The `groupBy` argument

The type of the group by argument is an array of non-null objects of the type <tablename>_GroupByType. An example is Order_GroupByType for the Order table. Each element of the array specifies one column for grouping. Their order in the GROUP BY clause is the one in which they appear in the array. Let’s take the following example:

groupBy : [{customerNo : DEFAULT}, [orderDate : DEFAULT]]

This groups the data by the customerNo and the orderDate columns.

When you specify a column for grouping, you must also specify the kind of grouping that you want to perform. The possible values are:

Value	Description
`DEFAULT`	The default grouping. The rows with the same value in the column are grouped together.
`ROLLUP`	The `ROLLUP` grouping. This creates a group for each combination of column expressions and also rolls up the results into subtotals and grand totals.

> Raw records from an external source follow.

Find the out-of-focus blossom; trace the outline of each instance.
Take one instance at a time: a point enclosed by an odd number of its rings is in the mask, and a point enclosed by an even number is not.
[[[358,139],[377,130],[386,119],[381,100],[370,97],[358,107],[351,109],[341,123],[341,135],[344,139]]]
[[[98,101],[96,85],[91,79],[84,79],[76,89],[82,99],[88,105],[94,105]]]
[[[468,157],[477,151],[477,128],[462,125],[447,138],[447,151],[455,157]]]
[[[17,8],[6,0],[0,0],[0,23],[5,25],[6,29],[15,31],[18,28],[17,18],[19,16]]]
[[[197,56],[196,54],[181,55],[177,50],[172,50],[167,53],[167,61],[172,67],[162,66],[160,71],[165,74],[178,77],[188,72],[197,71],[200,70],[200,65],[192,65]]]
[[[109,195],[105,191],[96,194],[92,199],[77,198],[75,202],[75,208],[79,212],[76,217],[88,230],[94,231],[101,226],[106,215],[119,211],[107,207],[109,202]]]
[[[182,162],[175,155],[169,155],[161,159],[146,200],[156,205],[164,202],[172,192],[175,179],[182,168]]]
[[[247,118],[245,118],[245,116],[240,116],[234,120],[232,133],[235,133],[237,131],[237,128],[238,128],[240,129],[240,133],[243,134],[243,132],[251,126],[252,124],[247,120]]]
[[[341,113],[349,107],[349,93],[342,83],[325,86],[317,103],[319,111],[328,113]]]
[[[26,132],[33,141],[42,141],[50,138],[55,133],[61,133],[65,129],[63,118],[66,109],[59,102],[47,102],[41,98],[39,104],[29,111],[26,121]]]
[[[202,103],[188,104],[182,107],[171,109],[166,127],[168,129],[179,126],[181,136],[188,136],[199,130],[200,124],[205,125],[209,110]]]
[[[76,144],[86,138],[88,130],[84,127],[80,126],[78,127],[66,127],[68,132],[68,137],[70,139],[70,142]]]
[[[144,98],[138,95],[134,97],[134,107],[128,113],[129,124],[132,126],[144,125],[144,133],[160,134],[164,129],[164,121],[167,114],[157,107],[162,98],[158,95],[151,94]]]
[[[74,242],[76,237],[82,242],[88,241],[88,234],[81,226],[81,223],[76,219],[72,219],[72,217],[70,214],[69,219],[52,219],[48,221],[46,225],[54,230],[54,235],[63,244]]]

While the column order is not important for the DEFAULT grouping, it is important for the ROLLUP grouping. For instance, GROUP BY ROLLUP (A, B, C) creates groups for each combination of column expressions as show in the following list:

A, B, C
A, B, NULL
A, NULL, NULL
NULL, NULL, NULL

To learn more about the ROLLUP grouping, see the SELECT - GROUP BY- Transact-SQL documentation.

To show how this work, lets take the following example: select transactions grouped by account number and period.

First, we use DEFAULT for account number and ROLLUP for period:

Query

query read_gla_transactions_grouped($cid : Int)
{
  useCompany(no : $cid)
  {
    generalLedgerTransaction(
      filter : {
        _and: [
          {accountNo : {_gte : 3000}},
          {year : {_gte : 2020}}
        ]},
      groupBy: [
        {accountNo : DEFAULT},
        {period : ROLLUP},
      ],
      having : {
        _sum : {postedAmountDomestic : {_not_eq : 0}}
      })
    {
      items
      {
        accountNo
        period
        aggregates
        {
          sum
          {
            postedAmountDomestic
          }
        }
      }
    }
  }
}

Result

{
  "data": {
    "useCompany": {
      "generalLedgerTransaction": {
        "items": [
          {
            "accountNo": 3000,
            "period": 12,
            "aggregates": {
              "sum": {
                "postedAmountDomestic": -4950
              }
            }
          },
          {
            "accountNo": 3000,
            "period": 0,
            "aggregates": {
              "sum": {
                "postedAmountDomestic": -4950
              }
            }
          },
          {
            "accountNo": 4000,
            "period": 12,
            "aggregates": {
              "sum": {
                "postedAmountDomestic": 450
              }
            }
          },
          {
            "accountNo": 4000,
            "period": 0,
            "aggregates": {
              "sum": {
                "postedAmountDomestic": 450
              }
            }
          },
          {
            "accountNo": 4410,
            "period": 12,
            "aggregates": {
              "sum": {
                "postedAmountDomestic": 13035
              }
            }
          },
          {
            "accountNo": 4410,
            "period": 0,
            "aggregates": {
              "sum": {
                "postedAmountDomestic": 13035
              }
            }
          }
        ]
      }
    }
  }
}

Due to the applied filter, the result includes the account numbers 3000, 4000, and 4410 and the period 12.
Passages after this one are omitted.